Endless Summer: Three Weeks of Beach Life in Costa Rica
I’ve now been living in Quepos for three weeks, and everyday life is slowly but surely starting to fall into place.

This text is translated using AI.
View the original article here.The days here have their own rhythm, governed by the heat, the tides, and how good the waves are. Most of my time here revolves around the ocean, and beach life has become a natural part of everyday living, in what feels like an endless summer.
I’ve spent a lot of time on the beach in Manuel Antonio, just twenty minutes from Quepos by bus. The sand is soft, and the water is warm and inviting.
It’s a place where you can stay for many hours, whether you’re swimming, reading a good book, playing Uno, or just watching the waves and letting your thoughts drift.

We’ve come out here on weekends, sometimes after school to watch the beautiful sunset, or in the mornings to go surfing.
It’s a good beach for beginners, because the waves are generally not too big, and there are many people offering surf lessons or board rentals along the beach.
In addition to surfing, I’ve also gone hiking in the national park in Manuel Antonio and been on a kayaking trip in the mangroves.

This has reminded me how many different landscapes there are in a relatively small area, even though I spend a lot of time at the beach.
What strikes me most about Manuel Antonio is how the jungle sits right next to the beach.
Green plants meet the sea in a completely unique way: monkeys climbing along the telephone wires, parrots flying among the treetops, while people move between sand and waves.

It’s an incredibly beautiful place that’s easy to romanticize, but at the same time it becomes clear that this is an ecosystem, a habitat, and an economic resource, all at once.
In contrast to this, I’ve spent quite a bit of time at Nahomi, the rocky beach in Quepos, which is just a fifteen-minute walk from where we live. The atmosphere here is different, more everyday and with fewer people. It feels more local than tailored for visitors, and there aren’t many tourists here.

In global environmental studies we talk a lot about ecotourism. The national park in Manuel Antonio is a clear example of ecotourism in practice.
The goal is to protect biological diversity while at the same time ensuring that the area generates income for the local community.
The beaches inside the national park were incredibly beautiful, and with far fewer people because of the limited number of tickets sold each day. The sand was even softer, and the jungle was really lush.

We saw so many animals, both sloths and various insects, and especially lots of monkeys. We even saw the most poisonous snake in Costa Rica, which was really cool. But just outside the park boundaries, there is a different reality.
Ecotourism can contribute to increased pressure on areas that are actually supposed to be protected, and the area is full of hotels, holiday homes, and restaurants. Going from a quiet trail in the national park to seeing a large luxury hotel right outside made the contrast very striking.
Another thought-provoking experience was the class trip to Jacó and Playa Hermosa, which is recognized as a World Surf Reserve. Here, the town’s identity is strongly tied to the ocean and beach life.

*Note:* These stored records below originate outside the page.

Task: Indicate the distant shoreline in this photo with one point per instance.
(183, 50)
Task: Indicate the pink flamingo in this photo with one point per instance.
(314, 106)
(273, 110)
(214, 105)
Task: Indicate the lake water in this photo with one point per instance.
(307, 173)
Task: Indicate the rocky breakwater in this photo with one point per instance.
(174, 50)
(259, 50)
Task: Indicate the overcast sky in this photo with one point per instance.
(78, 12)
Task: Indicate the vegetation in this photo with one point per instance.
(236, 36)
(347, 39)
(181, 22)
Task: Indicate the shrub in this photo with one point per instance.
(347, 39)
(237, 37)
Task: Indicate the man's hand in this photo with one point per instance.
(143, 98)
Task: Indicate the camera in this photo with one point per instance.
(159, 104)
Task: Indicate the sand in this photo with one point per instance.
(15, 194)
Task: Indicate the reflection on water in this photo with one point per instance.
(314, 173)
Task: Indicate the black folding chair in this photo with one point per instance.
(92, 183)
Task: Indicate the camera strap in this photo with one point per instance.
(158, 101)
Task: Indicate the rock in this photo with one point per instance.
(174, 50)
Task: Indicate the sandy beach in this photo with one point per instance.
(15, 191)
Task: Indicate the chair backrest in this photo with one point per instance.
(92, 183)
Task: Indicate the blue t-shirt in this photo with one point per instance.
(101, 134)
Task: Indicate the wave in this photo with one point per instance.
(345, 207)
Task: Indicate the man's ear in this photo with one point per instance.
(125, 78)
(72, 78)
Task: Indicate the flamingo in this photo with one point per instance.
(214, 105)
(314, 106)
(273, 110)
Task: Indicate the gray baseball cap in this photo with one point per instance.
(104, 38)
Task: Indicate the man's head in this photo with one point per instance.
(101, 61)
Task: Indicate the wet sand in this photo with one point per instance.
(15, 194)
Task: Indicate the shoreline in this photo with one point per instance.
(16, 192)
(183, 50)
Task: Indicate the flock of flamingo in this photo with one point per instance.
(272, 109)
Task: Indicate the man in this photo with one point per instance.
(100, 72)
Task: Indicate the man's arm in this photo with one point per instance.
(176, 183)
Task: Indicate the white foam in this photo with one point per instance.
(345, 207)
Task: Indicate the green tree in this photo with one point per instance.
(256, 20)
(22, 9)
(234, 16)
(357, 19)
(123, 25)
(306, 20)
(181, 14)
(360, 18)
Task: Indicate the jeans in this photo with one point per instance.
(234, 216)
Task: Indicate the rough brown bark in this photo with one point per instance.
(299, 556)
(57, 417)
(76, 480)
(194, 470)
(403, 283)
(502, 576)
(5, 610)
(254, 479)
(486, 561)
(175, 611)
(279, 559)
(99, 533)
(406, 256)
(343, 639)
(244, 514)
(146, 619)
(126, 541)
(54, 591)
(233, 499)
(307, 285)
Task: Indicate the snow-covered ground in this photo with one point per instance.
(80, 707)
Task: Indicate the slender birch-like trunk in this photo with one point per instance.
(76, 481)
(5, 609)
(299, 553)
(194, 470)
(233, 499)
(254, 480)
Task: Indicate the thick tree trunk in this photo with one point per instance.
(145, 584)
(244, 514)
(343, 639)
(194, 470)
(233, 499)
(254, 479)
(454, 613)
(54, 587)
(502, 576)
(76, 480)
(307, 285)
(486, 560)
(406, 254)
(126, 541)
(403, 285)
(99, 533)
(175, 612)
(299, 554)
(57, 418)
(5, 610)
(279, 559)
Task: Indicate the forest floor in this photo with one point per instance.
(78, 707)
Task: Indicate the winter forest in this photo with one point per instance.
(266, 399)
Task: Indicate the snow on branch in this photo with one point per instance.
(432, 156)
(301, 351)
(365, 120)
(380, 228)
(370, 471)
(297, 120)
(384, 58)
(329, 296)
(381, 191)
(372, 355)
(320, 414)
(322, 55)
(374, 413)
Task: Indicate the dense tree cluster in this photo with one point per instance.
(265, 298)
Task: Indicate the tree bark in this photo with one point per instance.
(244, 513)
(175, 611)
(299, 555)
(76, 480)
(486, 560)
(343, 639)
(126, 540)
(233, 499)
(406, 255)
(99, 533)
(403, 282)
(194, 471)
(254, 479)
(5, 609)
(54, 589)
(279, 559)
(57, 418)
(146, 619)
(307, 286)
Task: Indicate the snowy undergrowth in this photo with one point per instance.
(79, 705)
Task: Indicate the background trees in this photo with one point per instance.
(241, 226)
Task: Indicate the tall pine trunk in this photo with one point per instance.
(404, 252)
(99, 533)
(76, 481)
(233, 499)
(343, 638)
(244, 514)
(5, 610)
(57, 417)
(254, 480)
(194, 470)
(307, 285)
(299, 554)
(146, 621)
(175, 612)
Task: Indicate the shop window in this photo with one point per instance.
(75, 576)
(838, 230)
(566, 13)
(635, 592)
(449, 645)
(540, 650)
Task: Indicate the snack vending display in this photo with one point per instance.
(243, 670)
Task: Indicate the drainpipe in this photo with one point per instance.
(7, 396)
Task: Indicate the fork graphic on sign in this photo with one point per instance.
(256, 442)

Surf culture is both local and global, and surfers from all over the world gather here. But Playa Hermosa also illustrates the relationship between development and nature conservation, something we discuss a lot in the program. Right by the beach, many houses and hotels have been built where there used to be wetlands.
They have created a canal to drain the land, which has led to animals disappearing and is damaging the ecosystem.
We also met an architect who works for the municipality in Jacó, and he told us about how they are working to reclaim the maritime zone. He said that Jacó is perhaps the most affected beach ecosystem in the country.

Houses that have been built too far down on the beach with fences that stop the waves. By destroying the turtles’ natural habitat, it prevents them from returning to the beach to lay their eggs.
This made an impression on me. Beach life in Costa Rica is more complex than it appears at first glance. It’s not just about sunsets and tide tables; it’s about living with nature and not against it.

After three weeks, I’m starting to understand that “eternal summer” isn’t just a romantic dream. It’s also an image of a different way of relating to nature, time, and community.
For me, life at the beach has become a reminder that sustainability is not just a political goal, but a daily practice. Nature and society are not opposites, but parts of the same summer.